The AFTI F-16 was returned to General Dynamics in mid-1987 for installation of a data link and repair work. This took seven months, and the aircraft returned to Dryden on January 22, 1988. At that time, a close-air support test program was planned, but the schedule was uncertain. This finally began in the summer of 1991, and was focused on demonstrating technologies to find and destroy ground targets by day or night, and in bad weather. This made use of low altitude and maneuvering, and was known as close air support and battlefield air interdiction.

One change to the aircraft for this series of tests was the addition of two forward-looking infrared turrets. They were mounted on the nose, just ahead of the canopy, and looked like two bulging eyes. As part of these tests, three different night vision helmets. As the pilot moved his head, the turrets follow his line-of-sight and transmits their images to eyepieces in his helmet. A more visible change was the removal of the two canards. The AFTI F-16 now looked more like a standard F-16. A major part of the test effort was to enable a pilot to operate his aircraft and hit targets at low altitudes in darkness and bad weather. Several methods were tested. One was a digital terrain map stored in the F-16's computer.

The other, called the advanced terrain following, was simpler. It used the F-16's radar altimeter to scan the terrain ahead of the aircraft to go over or around obstacles. Both systems had minimum altitude settings.

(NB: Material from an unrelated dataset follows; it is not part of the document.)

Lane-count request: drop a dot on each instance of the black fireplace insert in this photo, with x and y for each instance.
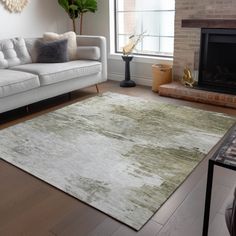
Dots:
(217, 66)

When the system calculates that the aircraft was about to drop below this setting, they automatically took over control, and pulled up. The advanced terrain following system was also connected to the AMAS, which allowed the pilot to drop bombs from 500 feet in a 5 G turn, or fly 80 feet above the ground at 500 knots. There was also a separate Pilot Activated Recovery System. If the pilot became disoriented, he only had to pull a trigger switch on the stick. This caused the flight control computer to automatically recover the aircraft, and put it into a wings-level climb.

The AFTI F-16 left Dryden for the last time on November 4, 1997. Over a period of 15 years, it had made more than 700 research flights. Although no longer used by NASA, it continued to be used for test missions. Its final project was as the hardware and software testbed for the X-35 Joint Strike Fight prototype. On January 9, 2001, the AFTI F-16 was retired to the Air Force Museum.